A larval sunfish. CREDIT: KERRYN PARKINSON/AUSTRALIAN MUSEUM.

Working from larval specimens caught off the NSW coast, molecular biologist Andrew King at the Australian Museum’s Genomics Laboratory in Sydney this year extracted DNA from a larva’s eyeball – about the size of a grain of sand. It was genetically identified as a Mola alexandrini larval specimen for the first time ever, and a perfect match for the adult sunfish Mola alexandrini in the museum’s collection.

Dr Nyegaard and Australian Museum scientists Kerryn Parkinson and Mr King describe the discovery as the first step in an endeavour to protect a little understood species.

Nyegaard said it was a first crucial step in identifying the sunfish’s minuscule larvae that grow into a giant tail-less fish the size of a small car.
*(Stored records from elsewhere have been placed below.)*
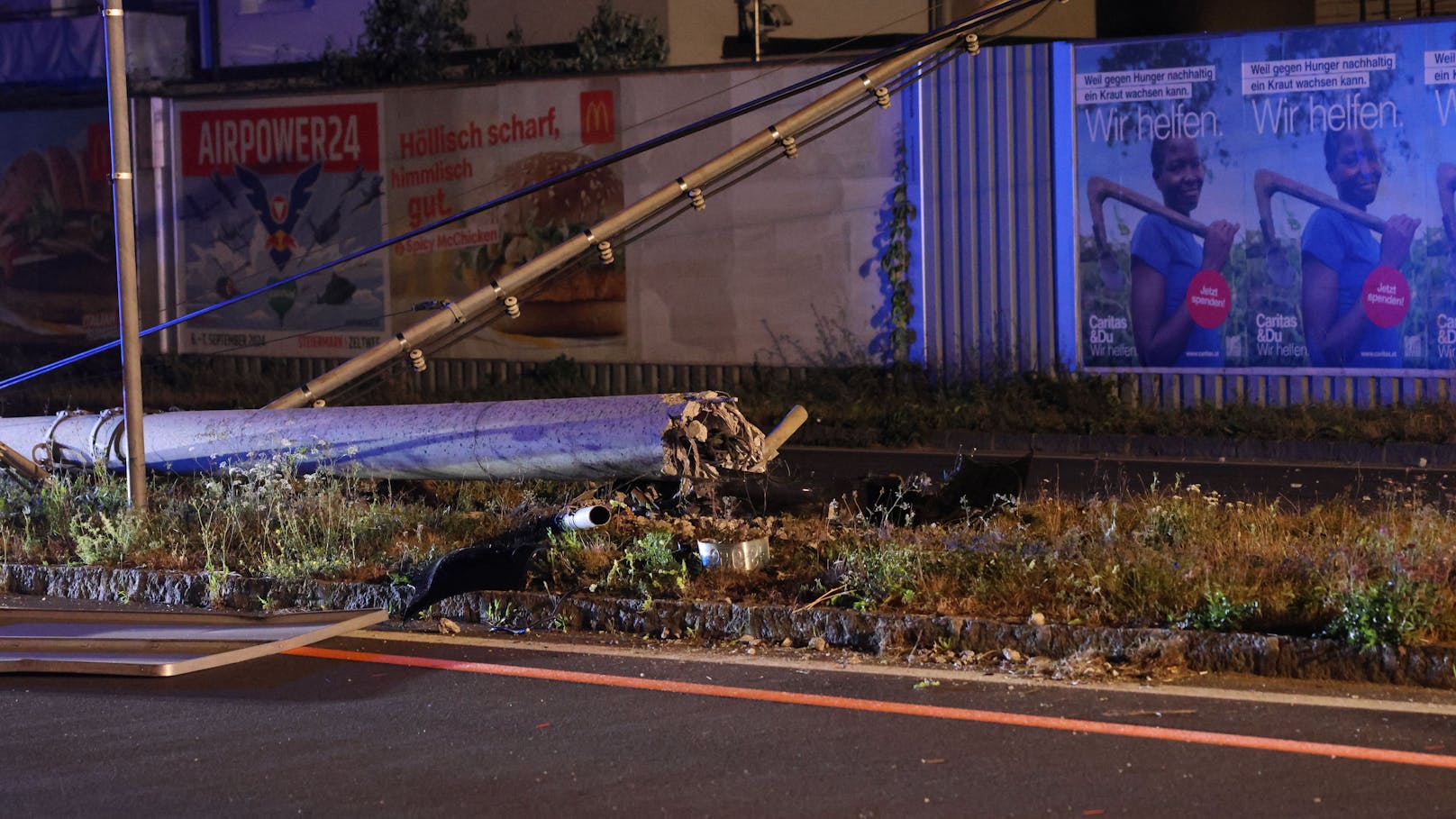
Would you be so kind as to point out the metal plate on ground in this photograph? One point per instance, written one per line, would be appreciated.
(158, 643)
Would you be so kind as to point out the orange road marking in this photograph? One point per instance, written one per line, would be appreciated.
(903, 708)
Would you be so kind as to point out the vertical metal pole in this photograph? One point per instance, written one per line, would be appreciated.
(756, 37)
(123, 205)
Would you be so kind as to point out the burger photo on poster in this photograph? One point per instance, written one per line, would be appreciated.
(587, 301)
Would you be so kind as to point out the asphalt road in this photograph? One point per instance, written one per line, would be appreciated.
(416, 724)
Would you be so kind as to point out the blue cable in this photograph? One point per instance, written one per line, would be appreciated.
(610, 159)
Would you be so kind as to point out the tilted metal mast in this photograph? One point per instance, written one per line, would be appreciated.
(598, 238)
(123, 186)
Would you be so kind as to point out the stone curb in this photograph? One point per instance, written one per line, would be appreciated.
(1198, 651)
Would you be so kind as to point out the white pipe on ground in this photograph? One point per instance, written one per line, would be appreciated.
(675, 434)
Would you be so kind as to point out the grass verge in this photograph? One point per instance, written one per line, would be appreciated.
(1369, 571)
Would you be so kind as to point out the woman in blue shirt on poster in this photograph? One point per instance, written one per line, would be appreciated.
(1165, 259)
(1340, 255)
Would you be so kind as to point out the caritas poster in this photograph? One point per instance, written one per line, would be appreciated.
(57, 238)
(1274, 202)
(453, 149)
(267, 191)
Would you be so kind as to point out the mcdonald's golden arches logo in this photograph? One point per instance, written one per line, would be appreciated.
(598, 118)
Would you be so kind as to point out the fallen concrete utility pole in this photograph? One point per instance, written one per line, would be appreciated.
(675, 436)
(503, 293)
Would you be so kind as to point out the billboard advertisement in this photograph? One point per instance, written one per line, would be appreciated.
(1271, 202)
(453, 149)
(57, 240)
(267, 190)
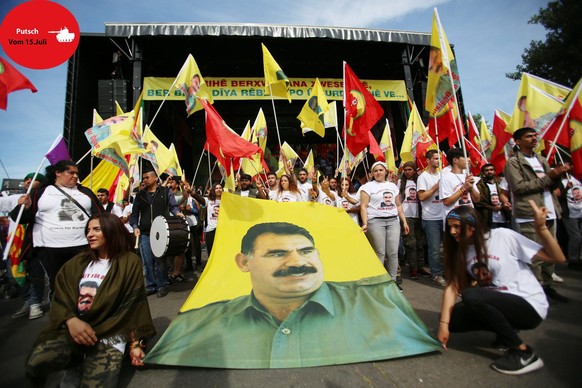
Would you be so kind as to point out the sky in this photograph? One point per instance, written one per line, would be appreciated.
(489, 38)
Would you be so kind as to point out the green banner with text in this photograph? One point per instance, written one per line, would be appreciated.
(158, 88)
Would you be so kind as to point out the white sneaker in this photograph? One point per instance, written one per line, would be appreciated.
(24, 310)
(439, 280)
(557, 278)
(35, 311)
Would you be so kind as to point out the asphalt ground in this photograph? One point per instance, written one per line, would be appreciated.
(558, 341)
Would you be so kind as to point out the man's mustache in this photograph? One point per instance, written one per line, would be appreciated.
(304, 269)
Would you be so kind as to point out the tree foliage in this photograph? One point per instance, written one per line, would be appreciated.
(559, 58)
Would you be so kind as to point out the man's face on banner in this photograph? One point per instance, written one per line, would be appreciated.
(284, 266)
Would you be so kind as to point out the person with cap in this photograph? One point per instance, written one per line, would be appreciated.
(34, 281)
(246, 189)
(414, 240)
(380, 211)
(428, 185)
(152, 201)
(530, 177)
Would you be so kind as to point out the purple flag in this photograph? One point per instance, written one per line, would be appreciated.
(58, 151)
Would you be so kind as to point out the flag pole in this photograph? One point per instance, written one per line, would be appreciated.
(198, 166)
(558, 133)
(275, 114)
(450, 74)
(20, 211)
(84, 156)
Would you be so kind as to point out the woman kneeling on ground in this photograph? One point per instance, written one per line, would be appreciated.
(99, 307)
(506, 296)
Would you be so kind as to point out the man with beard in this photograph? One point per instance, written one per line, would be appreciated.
(246, 188)
(304, 184)
(493, 211)
(286, 320)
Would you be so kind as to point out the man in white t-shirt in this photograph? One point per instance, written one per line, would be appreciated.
(530, 178)
(493, 210)
(427, 187)
(457, 187)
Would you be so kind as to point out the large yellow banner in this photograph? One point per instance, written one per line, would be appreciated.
(223, 88)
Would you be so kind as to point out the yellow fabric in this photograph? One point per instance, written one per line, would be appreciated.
(185, 82)
(276, 82)
(353, 259)
(312, 115)
(387, 148)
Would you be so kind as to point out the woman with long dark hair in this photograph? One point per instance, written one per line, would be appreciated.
(99, 308)
(212, 205)
(57, 214)
(499, 293)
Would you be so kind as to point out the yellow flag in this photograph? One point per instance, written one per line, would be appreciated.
(276, 82)
(118, 110)
(330, 117)
(260, 130)
(312, 116)
(290, 155)
(485, 135)
(191, 83)
(157, 153)
(387, 149)
(103, 176)
(441, 60)
(538, 101)
(414, 136)
(174, 169)
(310, 162)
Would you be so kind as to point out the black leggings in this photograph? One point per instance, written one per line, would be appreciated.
(490, 310)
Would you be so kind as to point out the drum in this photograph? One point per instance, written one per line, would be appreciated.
(169, 236)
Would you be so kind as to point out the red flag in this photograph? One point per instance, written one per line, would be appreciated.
(375, 148)
(362, 111)
(11, 80)
(444, 121)
(476, 159)
(223, 142)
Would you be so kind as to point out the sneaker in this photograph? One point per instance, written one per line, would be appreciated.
(424, 272)
(439, 280)
(499, 344)
(557, 278)
(22, 312)
(414, 274)
(35, 312)
(552, 293)
(517, 362)
(162, 292)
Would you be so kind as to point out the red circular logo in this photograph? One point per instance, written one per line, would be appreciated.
(39, 34)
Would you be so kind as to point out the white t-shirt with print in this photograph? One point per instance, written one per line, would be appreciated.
(509, 254)
(432, 208)
(212, 210)
(59, 222)
(450, 184)
(289, 196)
(494, 199)
(89, 285)
(343, 203)
(410, 202)
(382, 199)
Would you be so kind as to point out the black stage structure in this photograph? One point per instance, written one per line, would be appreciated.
(112, 66)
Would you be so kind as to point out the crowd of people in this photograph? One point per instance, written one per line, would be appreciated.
(503, 276)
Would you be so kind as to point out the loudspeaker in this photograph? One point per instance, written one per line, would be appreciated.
(109, 91)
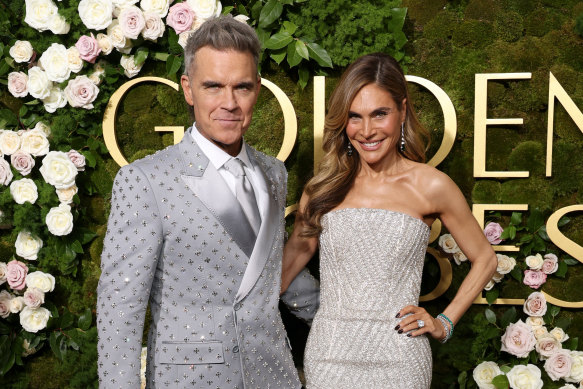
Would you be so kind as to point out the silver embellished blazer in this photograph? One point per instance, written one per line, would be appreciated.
(175, 240)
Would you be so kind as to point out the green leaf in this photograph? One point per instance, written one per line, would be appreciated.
(508, 317)
(562, 270)
(279, 40)
(516, 218)
(290, 27)
(318, 53)
(501, 382)
(462, 379)
(293, 57)
(270, 13)
(492, 295)
(278, 55)
(85, 319)
(490, 316)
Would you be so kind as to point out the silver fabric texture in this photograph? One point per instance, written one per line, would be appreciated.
(371, 262)
(244, 192)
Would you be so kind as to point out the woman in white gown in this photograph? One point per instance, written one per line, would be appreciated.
(369, 209)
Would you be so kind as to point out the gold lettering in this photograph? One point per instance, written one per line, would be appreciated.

It was an “anchor” that will facilitate more understanding of what she calls the “weirdest fish on the planet”.

“In people’s minds, they are slightly unimportant oddities or curiosities, regarded as a quirk of evolution. But if we want to protect these marine giants we need to understand their whole life history and that includes knowing what the larvae look like and where they occur,” she added.

The DNA was matched using a range of specimens in the Australian Museum’s collection.

This proved it was the same type of sunfish as the one caught by Robert Chadwick at his sawmill in Pyrmont in 1882, and now on display.

After being preserved (following several smelly failures to preserve other sunfish), the specimen was hoisted through the windows of the Australian Museum a year later.

After being preserved by taxidermists in 1883, the huge sunfish specimen had to enter the museum gallery via the tallest available opening: an upstairs window. Credit: Australian Museum.

When the same sunfish was sent to the United Kingdom for preservation, it was found to be stuffed with ‘the equivalent of 25 large refuse sacks of wheat straw, a broken chair and scraps of The Sydney Morning Herald from January 26, 1883.

While some fish larvae resemble their parents, many don’t.

“In the world of fish larvae, it is a bit like Star Wars. It is nuts, the diversity and wildness. You have larvae with eyes on stalks, and stomach trailing out,” Dr Nyegaard said.

The bump-head sunfish is one of only three types of Mola found in Australian waters. Professor Kris Helgen, chief scientist and director of the Australian Museum Research Institute, said these molecular-level descriptions of the world’s biodiversity provide a deep understanding about different species.

Tales of sunfish have intrigued Sydneysiders and museum workers since the late 1800s, Australian Museum director Kim McKay said. “For me, a sunfish drives home how extraordinary waterways are. It is host to large sea creatures, whales, shark, and these enormous sunfish, which stretch the imagination,” she said.